Baldwin Wins US Senate Seat in Wis.
Posted at: 11/06/2012 11:39 PM
| Updated at: 11/07/2012 3:43 PM
By: SCOTT BAUER, Associated Press
MADISON, Wis. (AP) - Democratic U.S. Rep. Tammy Baldwin has won Wisconsin's open U.S. Senate seat.
Baldwin defeated former Republican Gov. Tommy Thompson on Tuesday for a seat that's been held by Democrats since 1957. With the victory, Baldwin also becomes the first openly gay candidate to win election to the Senate.
The seven-term congresswoman from Madison built her campaign around the argument that the 70-year-old Thompson no longer spoke for Wisconsin residents.
Baldwin noted that the four-term governor, who hadn't been on a ballot in 14 years, made millions of dollars in the private sector off connections he made while governor and U.S. health secretary.
Thompson had attacked Baldwin as too liberal for Wisconsin, focusing on her position on health care reform.
His defeat marks Thompson's first ever loss in a statewide election.
Baldwin says economy drove her win
Tammy Baldwin says her victory in Wisconsin's U.S. Senate race was driven by voters' concerns about the economy, and she intends to work on pursuing an agenda to strengthen manufacturing both in Wisconsin and nationwide during her first year in office.
Baldwin spoke about the race Wednesday in an interview with The Associated Press. She says voters also sent a message that they are tired of gridlock in Washington with her victory and by re-electing President Barack Obama.
Johnson, Baldwin talk
Republican Sen.

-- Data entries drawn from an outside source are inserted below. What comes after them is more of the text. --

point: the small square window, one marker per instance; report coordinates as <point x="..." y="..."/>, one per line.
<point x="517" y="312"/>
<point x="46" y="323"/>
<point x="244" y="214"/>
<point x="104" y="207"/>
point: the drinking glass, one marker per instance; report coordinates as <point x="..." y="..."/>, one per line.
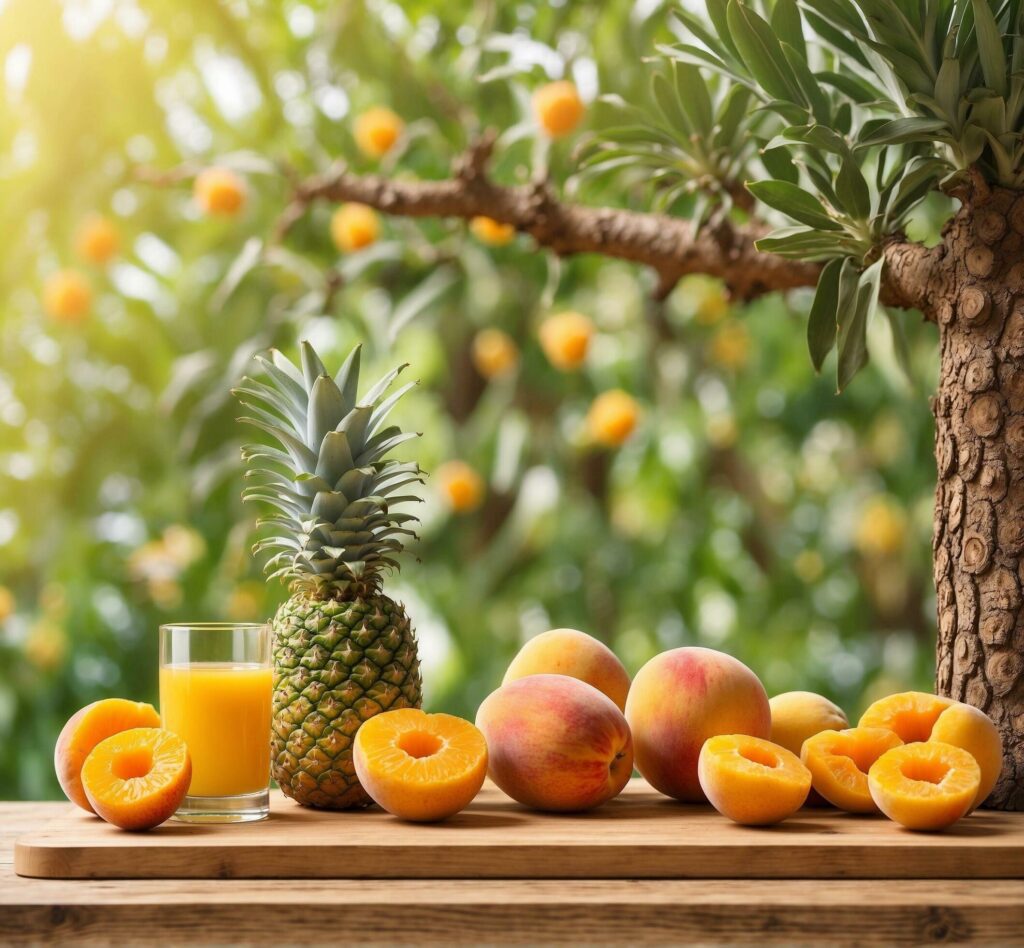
<point x="215" y="687"/>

Ron Johnson says he's spoken with Baldwin and congratulated her on her victory in Tuesday's election.
Johnson said Wednesday that he wants to sit down with Baldwin and discuss areas where they can agree as they prepare to represent Wisconsin together in the U.S. Senate.
But Johnson acknowledges that he and Baldwin are about as polar opposite politically as could be.
Johnson is a tea party Republican elected in 2010. Baldwin is a liberal Democrat and the first openly gay candidate ever elected to the Senate.